あんな無防備な腰布一枚で、よく女子たちは平気な顔をしているなと感心したものだ。あんなに不安で落ち着かないものはない。

ただ、それを履きこなしてこそ一人前の女子なのだ。

もちろん、スカートの丈の長さに応じてそのレベルも変わる。

3月8日(火)

一定の権限、特にその権限の拘束力が強く、その権限が与えられたものであった場合、その権限を行使できる人間とゆうのはアホになるものなのである。

つまり、警察だ。

小さい頃は正義の象徴として憧れる側面もあったが、今まで僕は取り締まられた経験しかない。犯罪も何もしていない一市民がなぜ取り締まられなければならないのか?しかも、本当に助けて欲しい場面ではまったく機能しないのが警察だ。僕は今までそうゆう動かない警察を何度も目撃した事がある。かなり酷いものだ。

そのくせ権限は行使する。かなり手に負えない。無くなっても支障ないんじゃないかと思う。

つまり、何が言いたいのかと言うと、僕は今日も取り締まられたのだ。

特に罪を犯したわけでもないのに、突然、怒鳴られるわ、説教はされるわ、口の匂いは嗅がれるわ、おだてられるわ(警察は取り締まった後には必ずおだててくる)。ハッキリ言って、非常に不愉快だった。そして、今も不愉快なのだ。

心の底から腹を立てるとゆう事があまり無いのだけれど、流石に今日の不条理さには腹が立った。

あの組織は解体したほうがいい。所属する人間も腐れば、被害を被る人間も腐る。人間を腐らせる組織だ。

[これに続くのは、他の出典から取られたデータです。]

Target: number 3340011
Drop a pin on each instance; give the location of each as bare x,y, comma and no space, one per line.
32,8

ヤクザの方が話が分かるぶんまだマシだ。

3月9日(水)

生ぬるくなってきた。もうすぐ春がやってくる。生ぬるい季節だ。

僕は春が苦手だ。

人間関係の始まりはいつも生ぬるい。その生ぬるい出会いの始まりが春だ。「どこ住んでるの?」から始まるあの生ぬるさ。季節の生ぬるさと相俟って僕には耐えられない。

最初から尖っていてもいいじゃないか。

3月10日(木)

やはり春は苦手だ。

何もかもが変化するようで、やはり変化していく。

それは、僕自身でもあり、周囲の状況でもあり、環境であり、人々であり、季節であり、つまり、全てが変化してゆく。

僕は今まで、変化する都市の中で、自分も変化しているような錯角の下、日々の生活を営んでいた。しかし、その弱さは自身の目の前で状況が劇的に変化する春とゆう瞬間に露呈する。

ハッキリ言って怖いのだ。自分の中で何かが変わってしまう、何かが変わろうとしてしまう瞬間が怖いのだ。それが自分で選択したものであればあるほど恐ろしい。

まあ、始まってしまえばなんとかなるんだけどね。うん。

でも、始まるまでは足掻いて、悩んで、寝る前にベットの中で何度も寝がえりをうつ。俺はそうゆうのび太のような人間だ。

追記

新しく生活を始める物件を見てきて、中学の頃に暗記させられた平家物語の序文が頭を過ぎった。あれは変化を嘆く歌だと教えられたが、本当は変化を尊ぶ歌なのではないかと今の僕にはに思えてならない。

3月12日(土)

世の中には唖然とするほどアホな奴が存在する。

例えば、僕の友人には本当にアホで、替え玉までして自動車の運転免許証を取った奴がいる。でも、彼はアホなので赤信号で車を止める事ができない。冗談抜きで本当に止まれないのだ。もちろん、停止線でも止まれない。あまりにも酷いので、一度「なぜ止まれないんだ?」と訊ねた事がある。彼は「赤信号や停止線は見えているのだけれど、ついつい忘れちゃう」と照れながら言っていた。つまり、アホなのである。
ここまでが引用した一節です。